Some situations are so absurd you either laugh or lose your mind. Humor releases pressure.
You’re sitting in your car in the parking lot of a gas station eating cold pizza because you don’t really have anywhere to be right now. The kids are at their other home. Your place doesn’t feel like yours yet. And something about the whole thing, the pizza, the fluorescent lights, the fact that this is Tuesday, is so ridiculous that you actually start laughing. It helps. More than it should.
Humor doesn’t mean you’re not taking things seriously.
It means you’re not letting everything crush you.

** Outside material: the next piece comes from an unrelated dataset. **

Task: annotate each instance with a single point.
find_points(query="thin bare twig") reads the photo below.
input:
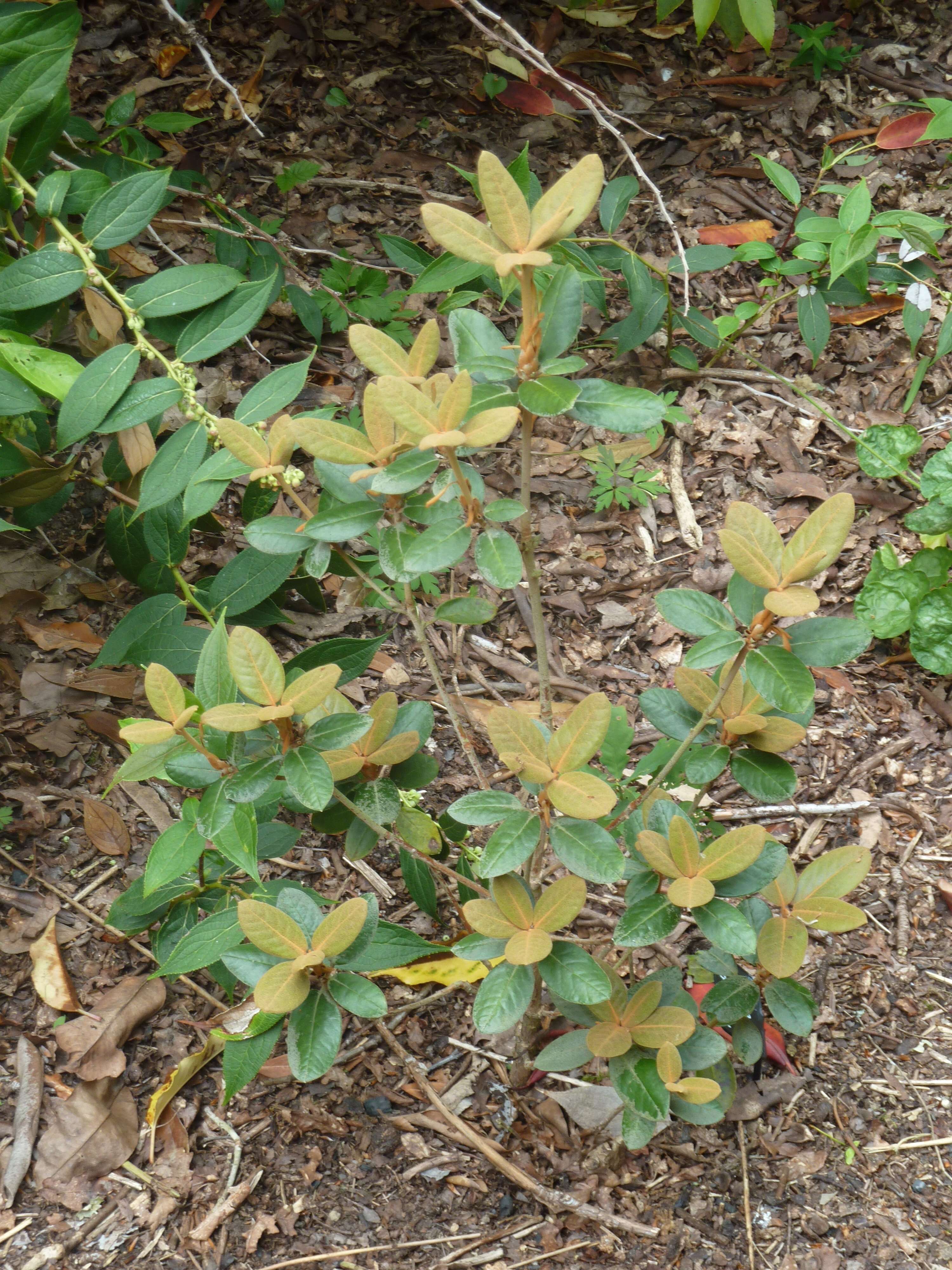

Sometimes a laugh is the reset button.
Humor helps when:
tension is building
things feel heavy but not dangerous
you need distance from the moment
emotions are loud and logic is quiet
It’s not avoidance.
It’s regulation.
The kind that helps:
gentle
self-aware
situational
private or low-stakes
Think relief, not performance.
It’s especially useful:
during long days
after a rough exchange
when kids are tense
when you catch yourself spiraling
A small laugh can interrupt a bad loop.
Humor doesn’t help when it:
mocks or minimizes someone else
targets your kids
turns into sarcasm or bitterness
becomes a way to avoid real issues
If it leaves you feeling hollow instead of lighter, skip it.
Used well, humor:
lowers anxiety
creates connection
reminds them things are okay
Silly moments matter.
They don’t erase hard stuff, they balance it.
Sometimes it’s just for you.
noticing the absurdity
laughing at the timing
naming the chaos quietly
You’re allowed to find moments of light, even here.
When humor is allowed:
stress loosens
perspective widens
patience returns
resilience builds
You don’t have to be serious all the time to be responsible.